Brick 2 — The First Springback
Brick 2 is similar in shape to Brick 1 but starts from a different place. The bend now happens at the 15th fret of the B string, bent up a tone to the equivalent of the 17th fret. Then you bar the 12th fret across the high E and B strings. So compared to Brick 1 (which bends the G string), Brick 2 moves the bend up a string and keeps the bar in the same general area. Play Brick 1 straight into Brick 2 and you’ll immediately hear why they’re called springbacks — the phrase bounces back and sets you up to start again.
Brick 3 — The Second Springback
Brick 3 follows the same logic as Brick 2 but shifts up one string further: the bend is now at the 15th fret of the high E string, and the two barred notes follow below it.
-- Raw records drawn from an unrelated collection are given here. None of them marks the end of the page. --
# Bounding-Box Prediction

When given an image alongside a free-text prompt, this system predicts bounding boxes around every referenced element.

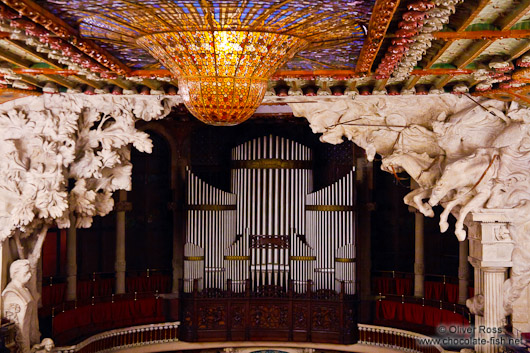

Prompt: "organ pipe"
[184,135,356,294]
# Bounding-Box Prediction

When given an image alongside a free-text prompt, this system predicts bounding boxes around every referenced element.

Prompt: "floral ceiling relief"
[0,94,177,240]
[290,95,530,312]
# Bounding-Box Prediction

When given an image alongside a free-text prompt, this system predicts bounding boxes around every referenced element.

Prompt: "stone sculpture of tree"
[0,94,175,350]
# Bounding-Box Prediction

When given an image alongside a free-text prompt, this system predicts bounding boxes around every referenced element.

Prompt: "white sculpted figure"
[31,338,55,353]
[0,94,177,353]
[290,95,530,312]
[2,260,40,353]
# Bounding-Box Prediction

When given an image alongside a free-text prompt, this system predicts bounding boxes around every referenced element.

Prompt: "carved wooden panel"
[312,306,340,331]
[293,304,308,330]
[250,305,289,329]
[198,305,226,329]
[232,305,245,329]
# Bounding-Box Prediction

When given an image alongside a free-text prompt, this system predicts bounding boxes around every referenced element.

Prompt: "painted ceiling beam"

You can add a little bend on those barred notes too, which gives the phrase a nice expressive finish. Lick 2 and lick 3 are both called springbacks because they go really well together, but you can use them in any context you want.
You start to see how these little fragments weave together to make other things.
Putting the Three Bricks Together
When I introduce someone to the idea of Blues Bricks, I always teach Bricks 1, 2, and 3 together. The possibilities from just these three fragments are already substantial. Here are some sequences worth trying:
1, 2, 3
1, 3, 2
1, 1, 2
1, 2, 3, 2
You can write out possibilities and then try to play them. This is the beginning of building a real blues vocabulary — not memorising single licks, but understanding how fragments combine.
Taking it further: Once these three bricks are solid, start interspersing them with free pentatonic improvisation. Play some random ideas, then drop into Brick 2 or 3, then continue freely. The goal is to weave the bricks into your playing rather than always playing them as fixed sequences.
Your homework: Write down five different sequences using Bricks 1, 2, and 3 — different from the examples above. Then practise each sequence until you can play it cleanly. Pick your favourite and try playing it over a blues backing track by ear.